ビットコイン巨額投資の米上場企業、「BTC市場連動の株価・ETF説」に反論

MicroStrategy社は投資会社ではない

巨額のビットコイン投資で注目されている米MicroStrategy社のCEOが、「弊社は投資会社ではなく、株式はETFではない」とする発言を行なった。

ビットコイン投資を続けることで、BTC市場に影響する株価の値動きに、マーケットでは間接的なETFとして機能するとした指摘が相次いでいたが、これを否定した。

MicroStrategy は 1940年の投資会社法に基づく投資会社 (IC) ではない。 ICとは、資産の40%以上 (現金および政府証券を除く) を「有価証券」に投資する会社のことだ。 SECによると、ビットコインは証券ではない。したがって、ビットコインを保有していようと、MicroStrategyがICになることはない。

また、ETFおよび ETPは株式、債券、またはコモディティに投資するために存在し、1940年の投資会社法に基づいた投資会社だ。アップルやマイクロソフト同様、MicroStrategyは証券取引所で取引される事業会社だ。我々は、ただBTCを準備資金として保有しているだけだ

Michael Saylor最高経営責任者による上記の発言は、準備資産として4万超のビットコインを保有するMicroStrategy社が、投資会社、ひいては事実上の上場投資信託(ETF)になってしまったのでは、という批判に対する反論だ。

同社の70%の株式を所有するSaylor氏のビットコインに対する信頼は厚く、積極的にビットコイン投資を推進する発言を展開している。また、12月12日、同社はさらなるビットコイン追加購入のため、約680億円の資金調達に成功したと発表した。

ビットコイン投資から恩恵を享受するMicroStrategy社

一方、MicroStrategy社を事実上のETFとして捉える考え方も、全く根拠がないわけではないようだ。米ブルームバーグのアナリスト、Mike McGlone氏は、同社の株が「ビットコインと連動するETFのように見える」と評している。

実際、8月にビットコインの大量購入を発表して以来、同社の株価は2倍以上に上昇している。

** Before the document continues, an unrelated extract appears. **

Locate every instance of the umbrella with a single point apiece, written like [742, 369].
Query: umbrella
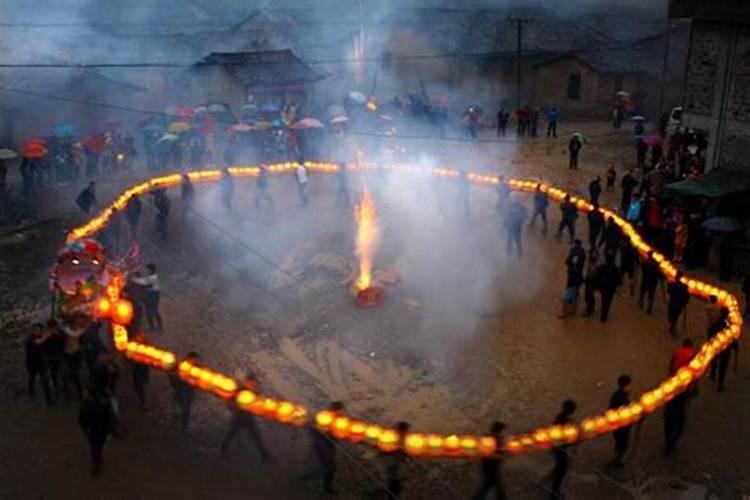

同社の第3四半期の決算では、購入したビットコインが高騰したことを受け、2ヶ月間のビットコインの含み益が、過去3年半の同社の事業利益を上回ったことが明らかにされた。また、同時に、ビットコインを主要な財務準備資産として運用すると発表した。

米カード発行・決済企業Marqueta社のEllie Frost氏は、ビットコイン投資に制約がある多くの投資ファンドにとって、間接的にビットコイン投資へのエクスポージャーを得られるMicroStrategy社への投資(株式購入)は「両方からうまい汁を吸うことができる」、つまり、ビットコインと従来の株式投資両方から恩恵を受けられるとツイートしている。

企業がビットコインに投資すべき理由

Saylor氏は、様々なインタビューで大量のビットコイン保有の理由を説明し、ビットコインに強気な姿勢を貫いてきた。今月8日に行われた、仮想通貨取引所最大手バイナンスの創設者でCEOのChangpeng Zhao(CZ)氏と対談でも、企業が主要な準備資産としてビットコインへの投資を真剣に考慮すべき理由を強調した。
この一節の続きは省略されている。